The prognosis of childhood acute lymphoblastic leukemia (ALL) has improved over the last decades because of permanent refinement of treatment in clinical trials. Nevertheless, 15% of the patients suffer from relapse1 making relapsed ALL a leading cause of cancer-related death in pediatrics.2 Relapses in patients with favorable cytogenetics such as TEL-AML1 are particularly devastating to patients and physicians as they often occur long after termination of therapy and are unpredictable.3 Unlike in other hematological malignancies, targeted approaches aiming to increase therapy specificity are limited. These findings emphasize the need for new diagnostic and therapeutic strategies further improving long-term outcomes.

Several preclinical studies have shown that p38 inhibition abrogates stroma-dependent pro-proliferative signals4,5 in multiple myeloma, which is also a B-cell malignancy. ALL cells rely on niche-dependent growth signals as well, which may explain why culturing primary ALL samples in vitro is difficult.6 It has, for instance, been demonstrated that the production of pro-proliferative cytokines in co-cultures of ALL cells with bone marrow mesenchymal stromal cells, such as C-X-C motif ligand 12, interleukin-6, vascular endothelial growth factor and platelet-derived growth factor, is p38 dependent.7 However, these stromal cells are often immortalized, which questions whether observations from co-culture models indeed reflect the in vivo situation.

The p38 family of mitogen-activated protein kinases (MAPKs) consists of four isoforms (α, β, γ, δ) with partly redundant functions. P38 MAPKs are induced by stress insults and inflammatory cytokines8 and regulate downstream pathways involved in cell proliferation and survival.
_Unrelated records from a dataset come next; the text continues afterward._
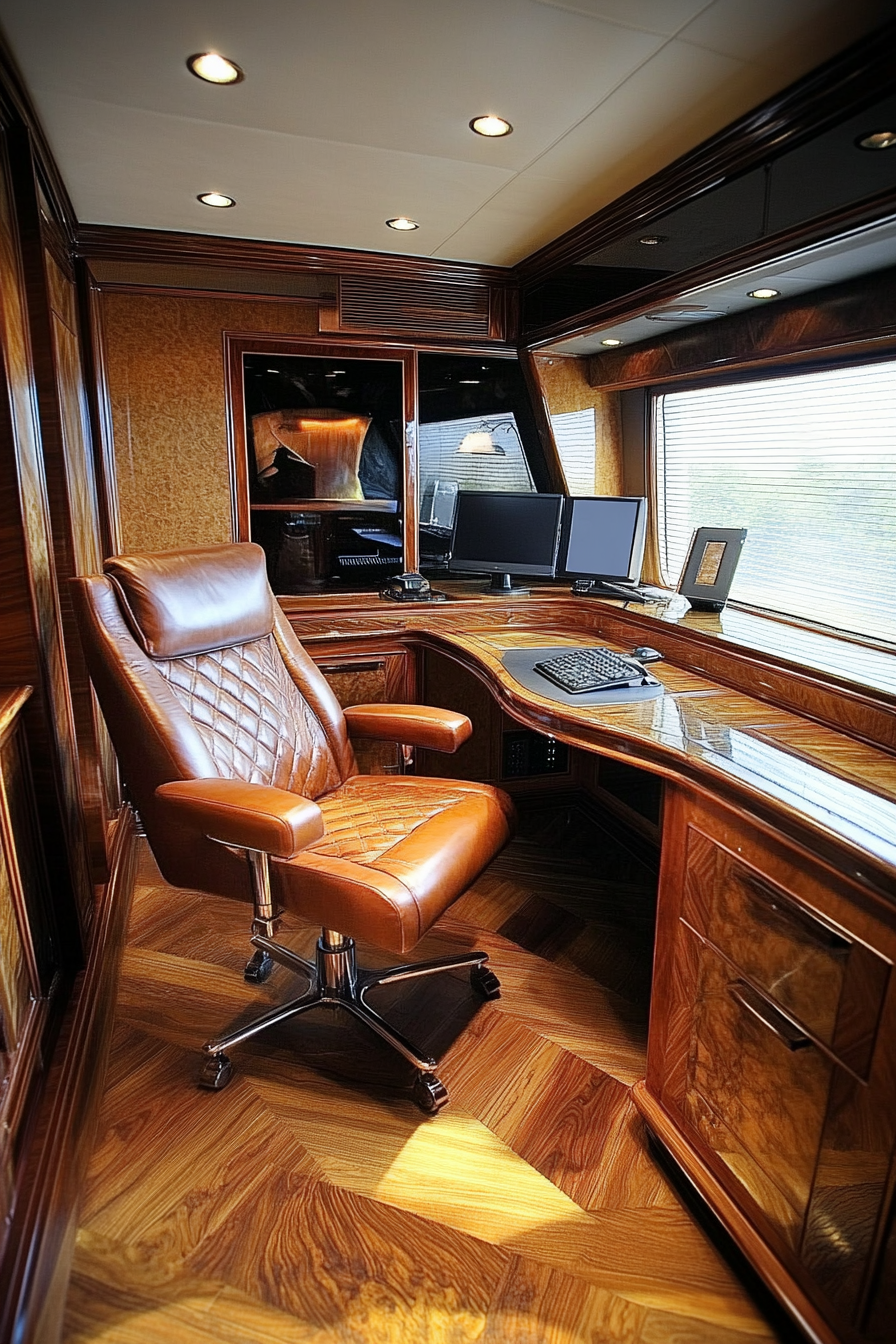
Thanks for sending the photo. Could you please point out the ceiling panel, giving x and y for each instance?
(353, 110)
(288, 187)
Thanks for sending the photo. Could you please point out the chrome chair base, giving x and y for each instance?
(336, 979)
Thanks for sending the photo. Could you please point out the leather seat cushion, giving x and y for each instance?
(396, 852)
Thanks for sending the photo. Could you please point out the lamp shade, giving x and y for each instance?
(480, 441)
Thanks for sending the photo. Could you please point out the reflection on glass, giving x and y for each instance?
(324, 440)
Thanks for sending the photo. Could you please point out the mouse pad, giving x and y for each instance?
(520, 664)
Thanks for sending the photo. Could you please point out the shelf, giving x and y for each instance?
(327, 507)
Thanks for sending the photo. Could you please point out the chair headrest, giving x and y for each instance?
(182, 602)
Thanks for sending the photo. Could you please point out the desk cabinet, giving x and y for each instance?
(370, 676)
(773, 1055)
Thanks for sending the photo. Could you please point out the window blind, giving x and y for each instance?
(574, 433)
(439, 457)
(808, 464)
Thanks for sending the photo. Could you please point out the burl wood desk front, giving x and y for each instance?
(771, 1062)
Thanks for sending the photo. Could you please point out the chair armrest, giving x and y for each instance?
(414, 725)
(250, 816)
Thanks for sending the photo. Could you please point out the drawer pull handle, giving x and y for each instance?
(769, 1015)
(351, 667)
(789, 911)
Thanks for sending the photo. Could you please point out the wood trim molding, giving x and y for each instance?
(100, 399)
(855, 319)
(777, 247)
(35, 1273)
(812, 104)
(16, 105)
(113, 242)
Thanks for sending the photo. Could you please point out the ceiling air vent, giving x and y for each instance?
(413, 307)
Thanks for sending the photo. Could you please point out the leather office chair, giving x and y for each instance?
(234, 747)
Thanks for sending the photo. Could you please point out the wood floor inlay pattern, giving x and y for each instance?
(301, 1207)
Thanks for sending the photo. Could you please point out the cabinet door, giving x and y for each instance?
(773, 1042)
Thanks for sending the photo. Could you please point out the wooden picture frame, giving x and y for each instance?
(709, 569)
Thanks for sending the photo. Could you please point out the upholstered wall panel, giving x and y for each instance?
(165, 370)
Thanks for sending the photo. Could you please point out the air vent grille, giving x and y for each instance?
(414, 307)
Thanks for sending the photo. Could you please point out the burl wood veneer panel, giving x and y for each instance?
(165, 371)
(567, 389)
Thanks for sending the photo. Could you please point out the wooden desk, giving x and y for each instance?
(771, 1073)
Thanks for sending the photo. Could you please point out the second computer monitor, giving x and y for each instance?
(501, 534)
(603, 538)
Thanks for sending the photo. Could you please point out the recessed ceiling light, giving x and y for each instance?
(214, 69)
(492, 127)
(877, 140)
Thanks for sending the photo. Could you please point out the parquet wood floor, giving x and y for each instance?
(300, 1207)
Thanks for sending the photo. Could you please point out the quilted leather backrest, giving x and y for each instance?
(253, 718)
(207, 621)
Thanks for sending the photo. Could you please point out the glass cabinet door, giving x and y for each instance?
(319, 441)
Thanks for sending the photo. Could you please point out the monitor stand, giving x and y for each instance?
(603, 588)
(501, 586)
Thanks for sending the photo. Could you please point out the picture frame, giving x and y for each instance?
(709, 569)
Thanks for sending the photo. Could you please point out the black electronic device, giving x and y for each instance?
(503, 534)
(411, 588)
(593, 669)
(602, 543)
Two major groups of targets are activated by p38: transcription factors, such as p53 and ATF-2, and protein kinases, such as MAPK-activated protein kinase 2 (MAPKAPK2), which leads to the phosphorylation of heat-shock protein Hsp27 during stress responses.8 In normal hematopoiesis, p38 has been associated with growth-inhibitory signals.9 In addition, p38α has been shown to regulate dormancy in experimental head and neck cancer models via an activation of transcription factors accounting for specific cellular functions.10,11 In lymphoid cells and in ALL, p38α/β has been shown to upregulate pro-apoptotic Bim in response to glucocorticoid therapy.12,13 Similarly, in myelodysplastic syndromes, apoptosis of hematopoietic progenitors was p38-dependent and p38 inhibition induced the differentiation of these cells.14 Last, p38 has been implicated in acting downstream of CXCR4 thereby regulating the homing of ALL cells to the bone marrow.15,16

Here, we show that p38α/β is cyclically phosphorylated during initiation of ALL cell growth in vitro and that it remains activated during log-phase of cell growth. We also provide evidence that p38α/β phosphorylation is associated with proliferation and survival in vivo. Targeting p38α/β signaling by different approaches prolongs survival of mice xenografted with ALL cells. TEL-AML1-positive pediatric patients with activated p38α/β signaling in xenografts suffer from late relapses, suggesting a pro-survival role in residual cells. Our data provide a rationale for p38α/β inhibition as a targeted therapy for ALL, which could be further evaluated in patients with activated p38α/β signaling.

MATERIALS AND METHODS

Detailed information is given in Supplementary Methods.

Ethics statement

Studies in avian embryonal xenografts and animal studies were approved by the institutional ethics committee and the local government.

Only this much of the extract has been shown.